Steeping the smoked malt will give you the smoke flavor, you just will not convert the starches, so it will not contribute any sugars.

What smoked malt is it. If it's Rauch malt, it will not be very noticeable. If it's Peat smoked, you have way too much; keep it down to 2 to 4 ozs.
 
Briess Smoked Malt. If I'm doing a partial, would it make more sense to throw in another grain and save the DME? Would the flavor be stronger with a partial?
 
This is what they say about it:

Usage:
5-10% - Noticeable smoke character in lighter styles such as Scottish Ales and Oktoberfests
10-20% - Pronounced smoke character in lighter styles like Scottish Ales and Oktoberfests
30-60% - Noticeable to pronounced smoke character in darker styles like Stouts and Porters
We recommend limiting usage to 60% (but we really can't tell you what to do...you rebel)
 
Briess is the cherry smoked malt. I recently used 2.5 lbs in a 6.0 gallons of Smoked Robust Porter (about 15%). There is a lot of smoke. A lot more than I got using 3 lbs of Rauch malt in a very similar recipe. What I got is OK, in fact really good, but I'm not sure I would go any more than that, it could become overpowering.

If you can do a partial mash, I would recommend you do it, otherwise you will have the starches from the malt contributing to a haze in the final product. The smoked malt should have sufficient enzymes to convert itself, but why not toss in a pound or 2 of 2-row too. I think you will get more flavor out of a partial, but I don't really know.
 
Update: It's not bad.

I called it the Somkin' Lassie. Wyeast Irish Ale. 4.5 lbs Amber DME. 1 lb Briess Smoked. 1 Lb Crystal 60. Brewer's Gold for bittering.

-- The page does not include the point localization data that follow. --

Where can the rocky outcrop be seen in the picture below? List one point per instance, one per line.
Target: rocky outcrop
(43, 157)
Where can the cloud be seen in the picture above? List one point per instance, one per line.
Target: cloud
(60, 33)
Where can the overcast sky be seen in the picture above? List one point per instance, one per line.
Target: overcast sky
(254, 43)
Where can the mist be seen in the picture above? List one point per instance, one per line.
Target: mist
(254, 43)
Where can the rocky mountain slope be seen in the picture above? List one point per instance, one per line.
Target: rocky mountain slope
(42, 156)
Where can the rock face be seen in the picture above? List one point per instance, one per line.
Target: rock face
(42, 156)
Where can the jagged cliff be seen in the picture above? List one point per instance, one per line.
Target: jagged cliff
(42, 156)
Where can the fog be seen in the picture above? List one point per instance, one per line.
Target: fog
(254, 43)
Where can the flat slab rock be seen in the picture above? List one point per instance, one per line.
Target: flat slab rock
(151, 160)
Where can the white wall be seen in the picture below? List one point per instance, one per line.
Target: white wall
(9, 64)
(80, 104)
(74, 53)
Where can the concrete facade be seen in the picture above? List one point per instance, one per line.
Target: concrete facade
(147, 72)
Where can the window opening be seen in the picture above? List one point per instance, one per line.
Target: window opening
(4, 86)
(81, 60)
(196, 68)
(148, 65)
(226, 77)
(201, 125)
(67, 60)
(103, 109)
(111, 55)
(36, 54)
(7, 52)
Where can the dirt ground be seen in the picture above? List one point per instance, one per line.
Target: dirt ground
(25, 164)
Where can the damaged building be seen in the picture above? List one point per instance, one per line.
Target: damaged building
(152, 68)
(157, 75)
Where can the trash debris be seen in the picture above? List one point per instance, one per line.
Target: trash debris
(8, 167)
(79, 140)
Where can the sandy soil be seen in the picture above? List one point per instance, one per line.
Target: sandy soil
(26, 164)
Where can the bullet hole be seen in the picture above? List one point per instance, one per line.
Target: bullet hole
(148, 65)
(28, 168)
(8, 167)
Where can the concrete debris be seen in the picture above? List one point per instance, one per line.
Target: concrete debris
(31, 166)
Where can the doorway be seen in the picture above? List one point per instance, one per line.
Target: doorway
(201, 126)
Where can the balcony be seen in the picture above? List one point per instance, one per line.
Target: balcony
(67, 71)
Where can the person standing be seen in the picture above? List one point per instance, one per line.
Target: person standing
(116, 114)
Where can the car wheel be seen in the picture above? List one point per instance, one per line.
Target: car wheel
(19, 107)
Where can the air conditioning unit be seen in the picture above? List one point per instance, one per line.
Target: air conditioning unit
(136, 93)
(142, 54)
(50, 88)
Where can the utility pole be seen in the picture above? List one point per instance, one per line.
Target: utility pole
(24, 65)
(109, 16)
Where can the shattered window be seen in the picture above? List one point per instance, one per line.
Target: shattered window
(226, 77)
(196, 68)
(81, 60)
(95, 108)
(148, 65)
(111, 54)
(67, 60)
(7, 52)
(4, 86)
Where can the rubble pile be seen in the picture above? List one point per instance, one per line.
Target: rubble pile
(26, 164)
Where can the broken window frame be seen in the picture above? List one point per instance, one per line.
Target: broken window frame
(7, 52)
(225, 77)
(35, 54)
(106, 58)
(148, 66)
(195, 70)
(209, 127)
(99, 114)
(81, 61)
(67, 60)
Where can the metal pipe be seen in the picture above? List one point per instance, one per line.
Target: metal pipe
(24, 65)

Fuggles for flavor.

The result is a lightly smoked ale with a hint of malt character. The smoke is in the finish. Definitely not a Rauch, but I kind of knew that after doing all the research. You'd have to get rauch malt (I think).

I'm going to try peated malt next. I think the peat flavor would be perfect in this beer, making it a little more Scotch than Irish.
 
Sounds like a good beer.

My advice would be to never use peat smoked malt. IMO it has no place in beer. In whisky sure, but not beer. It comes across very medicinal and harsh.
 
That's a misconception - the Scottish peat flavor comes from the water itself.

Take it with a grain of salt when people say peat smoked malt doesn't belong in beer (style guidelines aside). You just have to determine that for yourself. Some people say 1-2oz in a 5gal batch is too much, then others say that a pound isn't smokey enough. It's really a preference thing for you to discover on your own - but as a suggestion: start small and build up to larger quantities.
 
I just transferred a rauchbier to secondary that I brewed from the recipe in Brewing Classic Styles, about 30% beechwood smoked rauch malt. It had a noticeable, but definitely not overpowering smoky taste. I actually think that it's going to be my best beer yet.
 
FWIW: The smokiness of this beer has significantly mellowed. The aroma is still in the head (which is a nice aroma, btw), but the taste has departed to the background. Not a bad thing... It's nice!